{One moonlit night with little to no prospect of success.}
{A secret that proved harder by night to protect.}
{The passage home was long.}
{Before the others awoke.}
Yesterday, seated in a tiny café with a friend destined soon to traverse distant lands, Louise and I spoke of our printed zines and a little of our recent work for our exhibition forthcoming. To our friend and her silver recording device, we spoke of a sense of nostalgia that is never far from frame in both our individual work and our collaborative pieces.
A key to help make your own world visible is not so much a departure from previous work, but rather, it is a different element polished and brought to the fore. Some elements are new and others more familiar are still to be reshaped. All, we hope, shall have new light shed upon them, a different element lit, if you like.

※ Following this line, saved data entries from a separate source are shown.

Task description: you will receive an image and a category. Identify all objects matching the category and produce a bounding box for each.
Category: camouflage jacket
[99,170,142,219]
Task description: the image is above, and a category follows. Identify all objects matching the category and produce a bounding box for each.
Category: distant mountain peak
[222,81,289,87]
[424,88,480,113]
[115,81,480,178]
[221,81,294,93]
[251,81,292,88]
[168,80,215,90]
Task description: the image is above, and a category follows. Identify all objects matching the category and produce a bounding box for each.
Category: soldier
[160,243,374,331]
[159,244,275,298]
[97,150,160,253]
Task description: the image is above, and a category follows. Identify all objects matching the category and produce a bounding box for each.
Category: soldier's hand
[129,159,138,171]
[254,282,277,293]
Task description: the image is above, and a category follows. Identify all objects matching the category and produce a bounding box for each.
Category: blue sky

Often our work is dotted with fragmented keepsakes, and that is especially true of the work we have created and are still in the middle of creating for this exhibition. Our keepsakes, our objects gathered, perhaps they are not all they appear at first cursory glance. Perhaps these objects, as Jean Cocteau mused, take "advantage of our habit of believing them to be immobile" (Jean Cocteau, Beauty and the Beast: Diary of a Film, Dover Publications, p.101.). I'd like to think the same applies to my animals that softly pad their way through a handful of recent postcard collages.